On Wednesday, Sept. 19, the Automotive Service Association (ASA) partnered with Cintas to provide an informative session titled “Shop of the Future: Ensuring Safety in Every Corner.”
This brief contribution to ASA’s Webinar Wednesdays featured a presentation by Cintas National Account Manager Ian Adams.
The webinar began with ASA Vice President Tony Molla welcoming attendees and introducing the seminar’s presenter, who would “walk us through some very important information on safety hazards in the shop and ensure you’re following safety procedures. He will help make you more aware of where these hazards might be,” Molla explained.
Adams began by displaying a CAD drawing that demonstrated automotive shop hazard areas to provide insights on which areas in the shop might need attention. He also noted that “a clean shop is a safe shop” and stated his intention to help attendees “prevent common safety issues you might have in the shop.”
Adams explained that slips, trips and falls make up the majority of general industry accidents, according to the U.S. Department of Labor. In fact, falls account for more than 8 million hospital emergency room visits, making it the leading cause of emergency room visits at 21.3 percent, and falls also account for around 25 percent of all repaired injury claims per fiscal year. Employees slipping on slick floors accounts for 85 percent of worker’s compensation claims, and 22 percent of slip or fall incidents resulted in more than 31 days away from work. Compensation and medical costs associated with employee slip and fall accidents reach an approximate $70 billion each year.
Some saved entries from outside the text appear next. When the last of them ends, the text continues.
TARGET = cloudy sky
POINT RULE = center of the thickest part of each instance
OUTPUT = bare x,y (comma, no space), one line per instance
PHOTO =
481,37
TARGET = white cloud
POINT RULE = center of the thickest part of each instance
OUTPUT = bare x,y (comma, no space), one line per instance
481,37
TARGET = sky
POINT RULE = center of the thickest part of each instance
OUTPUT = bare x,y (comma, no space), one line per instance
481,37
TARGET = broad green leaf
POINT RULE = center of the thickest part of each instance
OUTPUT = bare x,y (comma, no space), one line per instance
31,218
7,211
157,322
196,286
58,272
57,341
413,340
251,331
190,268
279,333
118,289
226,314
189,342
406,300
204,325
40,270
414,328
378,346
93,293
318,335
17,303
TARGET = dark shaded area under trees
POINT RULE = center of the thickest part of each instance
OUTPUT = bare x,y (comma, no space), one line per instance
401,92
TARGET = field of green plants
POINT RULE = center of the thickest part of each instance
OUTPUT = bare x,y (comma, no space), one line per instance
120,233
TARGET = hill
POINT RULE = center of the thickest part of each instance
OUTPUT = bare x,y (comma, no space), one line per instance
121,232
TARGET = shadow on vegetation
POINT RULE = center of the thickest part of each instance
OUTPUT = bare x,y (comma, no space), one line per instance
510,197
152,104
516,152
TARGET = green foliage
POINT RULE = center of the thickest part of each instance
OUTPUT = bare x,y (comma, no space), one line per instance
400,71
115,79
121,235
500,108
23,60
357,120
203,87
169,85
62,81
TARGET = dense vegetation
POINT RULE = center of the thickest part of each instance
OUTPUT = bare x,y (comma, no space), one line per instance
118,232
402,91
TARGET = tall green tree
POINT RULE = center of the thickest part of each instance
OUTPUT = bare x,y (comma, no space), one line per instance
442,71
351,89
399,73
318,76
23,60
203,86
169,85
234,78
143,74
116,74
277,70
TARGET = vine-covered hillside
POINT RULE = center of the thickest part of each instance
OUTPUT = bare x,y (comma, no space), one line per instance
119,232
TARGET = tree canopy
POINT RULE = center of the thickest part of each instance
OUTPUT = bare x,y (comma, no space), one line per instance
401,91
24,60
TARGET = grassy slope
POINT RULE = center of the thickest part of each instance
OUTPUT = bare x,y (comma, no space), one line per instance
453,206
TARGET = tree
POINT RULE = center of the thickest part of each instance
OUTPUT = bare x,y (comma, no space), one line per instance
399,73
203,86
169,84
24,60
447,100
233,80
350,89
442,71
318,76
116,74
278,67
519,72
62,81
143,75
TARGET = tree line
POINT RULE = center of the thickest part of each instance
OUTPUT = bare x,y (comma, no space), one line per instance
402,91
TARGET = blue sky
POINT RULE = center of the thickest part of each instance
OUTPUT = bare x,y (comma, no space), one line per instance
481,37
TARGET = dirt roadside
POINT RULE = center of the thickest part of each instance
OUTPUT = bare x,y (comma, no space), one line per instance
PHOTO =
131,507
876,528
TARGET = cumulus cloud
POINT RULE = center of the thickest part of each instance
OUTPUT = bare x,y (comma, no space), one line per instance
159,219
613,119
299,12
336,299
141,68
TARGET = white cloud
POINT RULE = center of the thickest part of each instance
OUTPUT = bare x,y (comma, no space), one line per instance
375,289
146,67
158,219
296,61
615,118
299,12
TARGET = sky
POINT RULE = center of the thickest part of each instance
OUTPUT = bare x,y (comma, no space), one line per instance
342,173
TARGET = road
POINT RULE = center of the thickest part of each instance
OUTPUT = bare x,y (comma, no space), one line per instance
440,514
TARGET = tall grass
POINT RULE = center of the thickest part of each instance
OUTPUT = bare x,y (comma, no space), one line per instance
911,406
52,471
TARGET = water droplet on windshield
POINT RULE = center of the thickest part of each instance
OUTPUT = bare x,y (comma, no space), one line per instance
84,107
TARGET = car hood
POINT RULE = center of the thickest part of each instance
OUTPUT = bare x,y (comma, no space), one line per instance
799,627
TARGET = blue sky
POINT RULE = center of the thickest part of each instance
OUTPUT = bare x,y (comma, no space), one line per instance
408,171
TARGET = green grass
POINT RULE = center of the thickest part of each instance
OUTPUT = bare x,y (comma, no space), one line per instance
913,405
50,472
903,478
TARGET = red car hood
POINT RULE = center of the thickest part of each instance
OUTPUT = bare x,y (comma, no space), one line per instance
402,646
Common locations and reasons for slips, trips and falls include wet or greasy floors, dry floors with dust or powder, uneven walking surfaces, recently waxed floors, loose flooring, missing tiles and bricks, sloped walking surfaces, clutter, electrical cords, open desks, metal surfaces, wet leaves and more, but Adams assured attendees that there are easy solutions to avoiding these situations. Some of these solutions include displaying “wet floor” signs when needed and cleaning up spills immediately.
Shops should use moisture-absorbent mats with beveled edges in entrance areas, ensuring the backing material does not slide on the floor. Proper area rugs and mats should be used in areas with extra hazards, such as grease use or wet floors.